Нет, настоящий критик — сам художник. Он особого рода художник, он рецептивный художник, он, так сказать, корифей публики или член хора как идеального представителя этой публики, он — сама публика, какой она должна была бы быть, он желанный и понимающий читатель, он проникновенный читатель, читатель то друг, то враг, но всегда великолепный судья. И чтобы не быть одиночкой, чтобы не оказаться при этом в оторванном авангарде, он должен уметь передать то дрожание своих нервов, тот трепет своего сознания, который он получает от художественного произведения, тот вторичный образ этого художественного произведения, в который входит и социальное его происхождение, и общественная его функция, и понимание того, чем же собственно оно, это художественное произведение, чарует.

Он должен уметь передать все это широчайшим слоям публики, вернее и точнее — своему классу, которому он служит как критик.

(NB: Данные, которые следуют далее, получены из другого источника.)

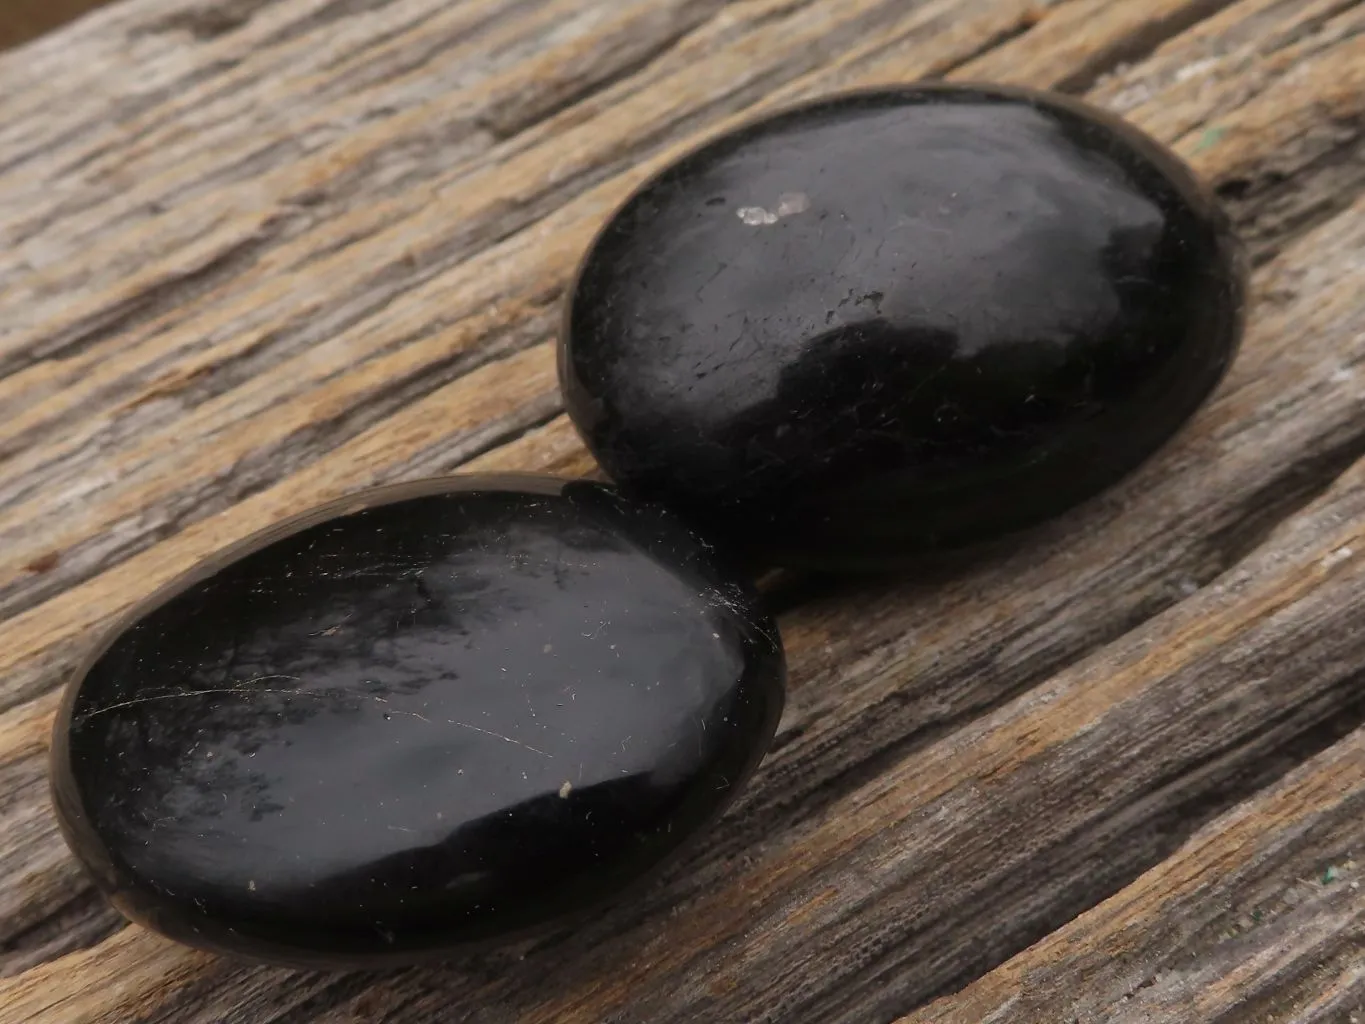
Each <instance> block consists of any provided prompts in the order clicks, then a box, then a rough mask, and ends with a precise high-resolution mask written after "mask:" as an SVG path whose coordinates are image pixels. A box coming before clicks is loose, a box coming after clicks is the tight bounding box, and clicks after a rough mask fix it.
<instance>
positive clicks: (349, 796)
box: [53, 477, 784, 965]
mask: <svg viewBox="0 0 1365 1024" xmlns="http://www.w3.org/2000/svg"><path fill="white" fill-rule="evenodd" d="M362 504H363V505H367V507H366V508H363V509H362V511H355V509H356V508H358V505H362ZM205 573H207V575H205ZM198 575H199V576H201V579H197V580H192V582H182V583H179V584H175V586H173V587H171V588H169V593H167V594H162V595H158V597H157V598H154V599H153V601H152V602H150V606H147V608H143V609H142V610H141V612H138V613H137V616H135V621H132V623H131V624H130V625H127V627H126V628H123V629H120V631H116V635H115V638H113V640H112V643H109V644H106V646H105V647H104V649H101V651H100V653H98V654H97V655H96V657H94V658H93V661H91V664H89V665H87V668H86V669H85V670H83V672H82V674H81V676H78V677H76V680H75V681H74V683H72V687H71V689H70V691H68V694H67V698H66V702H64V705H63V709H61V713H60V714H59V718H57V726H56V735H55V748H53V792H55V801H56V807H57V811H59V818H60V821H61V825H63V829H64V831H66V834H67V838H68V841H70V842H71V847H72V849H74V851H75V852H76V855H78V856H79V859H81V860H82V862H83V863H85V864H86V866H87V868H89V870H90V871H91V872H93V875H94V877H96V879H97V881H98V883H100V886H101V887H102V889H104V890H105V892H106V893H108V894H109V896H111V898H112V901H113V902H115V905H116V907H119V909H121V911H123V912H124V913H126V915H128V916H130V918H132V919H135V920H139V922H142V923H145V924H147V926H149V927H152V928H156V930H158V931H161V933H164V934H167V935H169V937H172V938H175V939H179V941H182V942H186V943H190V945H195V946H201V948H205V949H213V950H220V952H228V953H236V954H243V956H247V957H253V958H261V960H273V961H280V963H289V964H328V965H343V964H385V963H404V961H409V960H419V958H427V957H431V956H440V954H442V953H446V952H459V950H461V949H467V948H470V945H471V943H480V942H486V941H494V939H500V938H502V937H511V935H517V934H527V933H528V931H531V933H534V931H535V930H538V928H545V927H556V926H560V924H564V923H566V922H572V920H573V919H576V916H579V915H580V913H583V912H588V911H591V909H592V908H597V907H599V905H601V904H602V902H603V901H610V898H612V897H614V896H618V894H620V893H621V892H622V890H625V889H627V887H629V886H632V885H633V883H636V882H639V881H640V879H642V878H644V877H647V875H648V874H650V872H651V870H652V868H655V867H657V866H658V864H659V863H661V862H662V860H663V859H665V857H666V856H667V855H669V853H670V852H673V851H674V849H676V848H677V847H678V844H680V842H682V841H684V840H685V838H688V837H689V836H692V834H693V833H696V830H698V829H699V827H700V826H702V825H704V823H706V822H707V821H710V819H711V818H714V816H715V815H717V814H718V812H719V810H721V808H722V807H723V806H725V804H726V803H728V800H729V797H730V796H732V795H733V793H734V792H736V789H737V786H740V785H741V784H743V782H744V780H745V778H747V777H748V776H749V774H751V771H752V770H753V769H755V767H756V765H758V762H759V759H760V758H762V756H763V754H764V751H766V748H767V744H768V741H770V740H771V736H773V732H774V729H775V726H777V720H778V715H779V713H781V706H782V698H784V661H782V654H781V649H779V646H778V640H777V631H775V627H774V624H773V621H771V620H770V618H767V617H766V614H764V613H763V612H760V610H759V609H758V608H756V605H755V598H753V595H752V593H751V591H749V590H748V588H745V587H744V586H741V584H738V583H736V582H734V580H733V579H732V578H730V576H728V575H726V572H725V571H722V569H721V568H718V567H717V564H714V561H713V556H711V554H710V550H708V547H707V546H706V543H704V542H702V541H699V539H698V538H696V537H695V535H693V534H692V532H691V531H689V530H688V528H687V527H684V526H681V524H680V522H678V520H677V519H676V517H673V516H672V515H670V513H665V512H663V511H661V509H658V508H650V507H640V505H631V504H627V502H624V501H622V500H621V498H620V497H618V496H616V494H614V492H612V490H609V489H606V487H603V486H601V485H597V483H590V482H586V481H584V482H571V483H565V482H562V481H550V479H545V478H511V479H509V478H476V477H470V478H453V479H448V481H437V482H426V483H420V485H408V486H400V487H390V489H384V490H378V492H371V493H370V494H366V496H360V497H359V498H348V500H345V501H343V502H337V504H336V505H332V507H328V508H324V509H321V511H318V512H315V513H313V515H311V516H308V517H306V519H303V520H299V522H295V523H292V524H288V526H285V527H283V528H280V530H276V531H272V532H269V534H266V535H263V537H261V538H257V539H254V541H251V542H248V543H247V545H246V546H244V549H242V550H238V552H233V553H231V554H229V556H228V558H227V560H225V564H220V565H213V567H207V568H206V569H203V571H202V572H201V573H198Z"/></svg>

И для этого он должен уметь превращаться из своеобразного рецептивного художника также и в своеобразного творческого художника. Его критические статьи, его критические лекции должны превращаться в своеобразные художественные произведения, — художественные потому, что и в них также найдены методы широчайшего и глубочайшего влияния на массы.

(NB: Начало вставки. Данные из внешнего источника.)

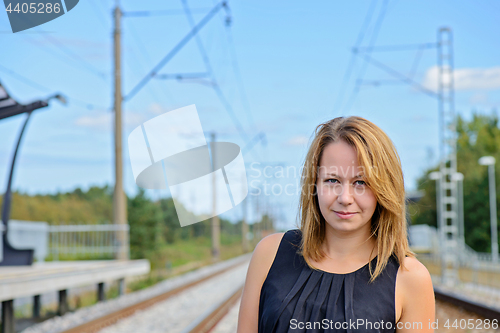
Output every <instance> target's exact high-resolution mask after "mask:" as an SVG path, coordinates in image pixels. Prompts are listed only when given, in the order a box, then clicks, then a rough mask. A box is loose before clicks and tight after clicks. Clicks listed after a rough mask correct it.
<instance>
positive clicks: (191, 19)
mask: <svg viewBox="0 0 500 333" xmlns="http://www.w3.org/2000/svg"><path fill="white" fill-rule="evenodd" d="M182 4H183V6H184V10H185V11H186V16H187V18H188V21H189V24H190V25H191V27H194V24H195V23H194V19H193V16H192V14H191V11H190V10H189V6H188V4H187V0H182ZM195 39H196V43H197V45H198V49H199V51H200V53H201V56H202V59H203V62H204V64H205V67H206V69H207V72H208V74H209V75H210V76H211V78H212V81H213V82H214V85H213V86H212V87H213V88H214V90H215V93H216V94H217V97H218V98H219V100H220V102H221V103H222V105H223V106H224V108H225V109H226V111H227V113H228V114H229V116H230V117H231V120H232V121H233V123H234V125H235V126H236V129H237V131H238V133H239V134H240V136H241V137H242V139H243V141H244V142H246V143H247V142H249V141H250V139H249V137H248V135H247V133H246V131H245V129H244V128H243V125H242V124H241V122H240V120H239V119H238V117H237V116H236V114H235V112H234V110H233V107H232V106H231V104H230V103H229V102H228V101H227V99H226V97H225V95H224V93H223V92H222V89H221V88H220V86H219V84H218V83H217V80H216V78H215V74H214V72H213V70H212V65H211V64H210V59H209V58H208V55H207V52H206V51H205V48H204V46H203V43H202V41H201V39H200V37H199V36H198V35H196V36H195ZM252 152H253V151H252Z"/></svg>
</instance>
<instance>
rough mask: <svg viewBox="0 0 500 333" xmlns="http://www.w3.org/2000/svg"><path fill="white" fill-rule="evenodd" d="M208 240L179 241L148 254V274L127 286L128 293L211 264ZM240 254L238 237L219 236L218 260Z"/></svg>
mask: <svg viewBox="0 0 500 333" xmlns="http://www.w3.org/2000/svg"><path fill="white" fill-rule="evenodd" d="M211 248H212V244H211V240H210V239H209V238H206V237H199V238H195V239H190V240H181V241H177V242H175V243H173V244H168V245H165V246H164V247H162V248H161V249H160V250H159V251H157V252H155V253H152V254H151V257H150V258H149V259H150V262H151V267H152V269H151V272H150V273H149V274H148V275H147V276H146V277H145V278H143V279H141V280H137V281H134V282H132V283H130V284H129V285H128V289H129V290H130V291H136V290H140V289H144V288H147V287H150V286H152V285H154V284H156V283H158V282H160V281H163V280H165V279H166V278H169V277H173V276H175V275H179V274H183V273H186V272H188V271H190V270H194V269H197V268H199V267H201V266H205V265H209V264H212V263H213V262H212V253H211ZM242 254H243V249H242V246H241V237H237V236H227V235H224V234H223V235H221V246H220V259H221V260H227V259H231V258H234V257H237V256H239V255H242Z"/></svg>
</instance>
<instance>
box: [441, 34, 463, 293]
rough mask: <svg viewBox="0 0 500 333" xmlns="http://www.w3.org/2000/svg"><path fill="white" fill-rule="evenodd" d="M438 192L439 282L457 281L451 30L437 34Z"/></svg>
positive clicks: (451, 282)
mask: <svg viewBox="0 0 500 333" xmlns="http://www.w3.org/2000/svg"><path fill="white" fill-rule="evenodd" d="M438 70H439V73H438V82H439V91H438V95H439V96H438V99H439V122H440V123H439V133H440V156H441V159H440V168H439V169H440V174H441V179H440V189H439V194H438V195H439V199H440V200H439V206H440V207H439V208H438V209H439V210H440V214H439V221H438V223H439V234H440V238H441V239H440V243H441V248H442V251H441V255H442V257H441V262H442V274H441V278H442V282H443V283H445V284H452V283H455V282H456V281H457V280H458V273H457V272H458V255H459V253H458V252H459V250H460V247H459V244H458V222H459V221H458V193H457V180H456V178H455V176H454V175H455V174H456V172H457V125H456V117H455V97H454V82H453V35H452V32H451V29H450V28H440V29H439V31H438Z"/></svg>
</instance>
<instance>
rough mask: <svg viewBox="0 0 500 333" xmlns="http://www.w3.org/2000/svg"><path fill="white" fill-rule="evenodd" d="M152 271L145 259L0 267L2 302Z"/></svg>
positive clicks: (146, 260) (54, 261) (93, 260)
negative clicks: (140, 259)
mask: <svg viewBox="0 0 500 333" xmlns="http://www.w3.org/2000/svg"><path fill="white" fill-rule="evenodd" d="M149 271H150V265H149V261H148V260H145V259H141V260H89V261H53V262H42V263H34V264H33V265H32V266H3V267H0V301H6V300H11V299H15V298H19V297H24V296H33V295H39V294H43V293H46V292H49V291H54V290H64V289H68V288H71V287H78V286H82V285H90V284H97V283H100V282H108V281H112V280H118V279H121V278H125V277H129V276H136V275H143V274H147V273H148V272H149Z"/></svg>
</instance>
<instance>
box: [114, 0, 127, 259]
mask: <svg viewBox="0 0 500 333" xmlns="http://www.w3.org/2000/svg"><path fill="white" fill-rule="evenodd" d="M121 16H122V12H121V10H120V5H119V2H118V1H117V2H116V7H115V11H114V21H115V30H114V34H113V38H114V60H115V105H114V109H115V124H114V125H115V126H114V130H115V189H114V193H113V223H114V224H115V225H117V226H118V225H120V226H125V225H128V222H127V202H126V200H125V193H124V191H123V157H122V101H123V98H122V85H121V80H122V76H121ZM116 240H117V242H118V248H119V250H118V253H117V254H116V259H120V260H127V259H128V254H129V251H128V232H127V230H125V229H124V228H123V229H121V230H117V231H116Z"/></svg>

Ленин любил повторять фразу Базарова: ‘Друг мой, Аркадий, не говори красиво’.

Есть вещи, о которых слишком красиво говорить никак нельзя. Они сами по себе, в своей наготе, прекрасны. Одевать их еще какими-то разноцветными ризами и навешивать на них украшения — безвкусица. Мы хорошо знаем, что адвокатское красноречие, софистические приемы и ораторское искусство часто служат для затемнения истины. Все это так, но горе тому, кто сделает из этого такой вывод, что, осуждая красивую фразу, мы должны выбросить из критики меткость, яркость, страсть, волнение.

Прочтите сборник критических статей и заметок Пушкина. Разве здесь имеются такие ‘аркадьевски-красивые’ фразы, разве вы где-нибудь, когда-нибудь скажете, что Пушкин говорит слишком красиво, разве вам почудится где-нибудь, что он хочет не только представить вам товар лицом, но еще и с какого-то искусственного, казового конца, что это адвокат, который для того, чтобы победить противника, придумывает всякие ухищрения, пачкающие его в ваших глазах? — У вас никогда не было и не будет такого впечатления.

Впечатление необыкновенной ясности мысли, ясности вследствие адэкватной формы, вследствие богатства слова, вследствие гибкости фразы, вследствие полного впечатления естественности ее рождения, развития и стремления, — все это вы действительно здесь получите. Вы получите живую страстную речь, увлекательную до последнего предела, не лишенную при этом известной узорности.

Ленин например говорил не узорно, ему мало были свойственны какие-нибудь метафоры, но ораторское искусство было присуще ему в высочайшей мере. Его речь была действительно обнаженной, но обнажено было необыкновенно здоровое, гармоничное, целесообразное тело, каждое движение которого доставляло огромное удовольствие, вернее, при бессознательном огромном удовольствии, оно делало свое дело — убеждало.

Художественный критик может пользоваться и таким, так сказать, ‘спартанским’ методом изложения. Это высочайший идеал, его достигнуть труднее всего. Но он вполне законно может пользоваться и ‘афинским’ методом, которым пользуется Пушкин. Критика может быть естественным потоком мысли, кристаллизующейся в правильные и блестящие кристаллы, сверкающие разноцветными огнями, и в то же время — до дна естественной, ни на минуту не фальшивой, не фальшивящей, не становящейся на цыпочки, не потеющей над предельной метафоричностью.

Критик-художник, художник критики — это великолепное явление. Таким конечно был Белинский. Такими в лучших своих произведениях были и даже глубоко трезвые Чернышевский и Добролюбов. Таким в огромной мере был Герцен, когда брался за дело литературной критики. Такими всегда остаются великие писатели, когда они сами берут критику в свои руки. Таким в высочайшей мере был Пушкин, и здесь он дает свой незабываемый урок.

Сноски

Сноски к стр. 35

* Статья была написана Анатолием Васильевичем весной 1933 г. Она представляет собой наметку предисловия к сборнику ‘Пушкин — критик’. Мы печатаем рукопись полностью за исключением шести абзацев, посвященных работе Института Литературы и Искусств Комакадемии. Статья дошла до нас в виде неправленной стенограммы, для настоящей публикации она отредактирована сотрудником ЛИЯ Комакадемии И. А. Сацем.